I dunno. Imagine a McDonalds that has both a small order of french fries and a cup of baby carrots on the dollar menu; which one do you think would outsell the other? And by how much?
mmm

They’ve had sliced apples on their kids’ menu for quite some time now. I can’t find any sales data for how they sold compared to kids’ meals with fries, but I did notice a few months ago that they stopped offering parents the choice of apples or fries. They now serve (automatically) a smaller serving of apples *and *a tiny order of fries - even if you specifically order apples. Grr. I wonder if it’s because parents didn’t order apples or because fries are cheaper for McDonald’s to serve?

I think it’s because the meal has more perceived value if both are included, and it’s not like either is all that expensive; it probably costs McDonald’s a nickel more to offer both.

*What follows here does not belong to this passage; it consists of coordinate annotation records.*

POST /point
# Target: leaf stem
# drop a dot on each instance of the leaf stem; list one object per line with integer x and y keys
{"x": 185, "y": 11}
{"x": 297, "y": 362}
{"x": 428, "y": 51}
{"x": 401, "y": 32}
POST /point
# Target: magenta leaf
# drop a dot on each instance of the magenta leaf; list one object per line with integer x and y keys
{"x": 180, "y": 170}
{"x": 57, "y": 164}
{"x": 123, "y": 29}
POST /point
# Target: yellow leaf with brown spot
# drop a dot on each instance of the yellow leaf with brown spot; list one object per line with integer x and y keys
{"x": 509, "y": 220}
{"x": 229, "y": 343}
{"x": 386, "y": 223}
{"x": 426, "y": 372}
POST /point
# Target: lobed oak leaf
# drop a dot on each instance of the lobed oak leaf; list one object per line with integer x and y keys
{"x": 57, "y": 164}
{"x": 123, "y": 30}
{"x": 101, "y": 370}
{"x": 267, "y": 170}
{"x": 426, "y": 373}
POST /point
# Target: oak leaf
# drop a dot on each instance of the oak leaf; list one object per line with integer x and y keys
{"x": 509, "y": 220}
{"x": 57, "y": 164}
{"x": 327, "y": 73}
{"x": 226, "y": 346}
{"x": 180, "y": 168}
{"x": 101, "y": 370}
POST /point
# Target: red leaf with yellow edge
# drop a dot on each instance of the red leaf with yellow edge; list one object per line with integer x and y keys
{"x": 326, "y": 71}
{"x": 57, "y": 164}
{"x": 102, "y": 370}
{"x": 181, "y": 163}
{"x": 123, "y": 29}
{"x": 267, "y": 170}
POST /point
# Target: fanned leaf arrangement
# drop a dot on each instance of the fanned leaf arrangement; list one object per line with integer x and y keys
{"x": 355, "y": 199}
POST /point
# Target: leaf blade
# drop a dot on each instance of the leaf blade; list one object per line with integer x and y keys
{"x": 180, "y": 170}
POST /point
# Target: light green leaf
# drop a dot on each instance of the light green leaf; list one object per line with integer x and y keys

That being said, the apple slices are served with caramel sauce, so they’re more of a dessert item anyway. Fries are a side dish that goes with the burger or chicken nuggets. So offering both is just a way to round out the meal, so to speak. And McDonald’s is at least making the token effort to include something healthy, even if it’s 1/4 of an apple.

Companies like McDonald’s don’t do anything without input and data from a million sources. People who bought Happy Meals were likely surveyed and there were probably a few focus groups and what not involved as well. And since marketing research is about the inflicting the tyranny of the majority on the rest of us, we’re stuck with fries and apples.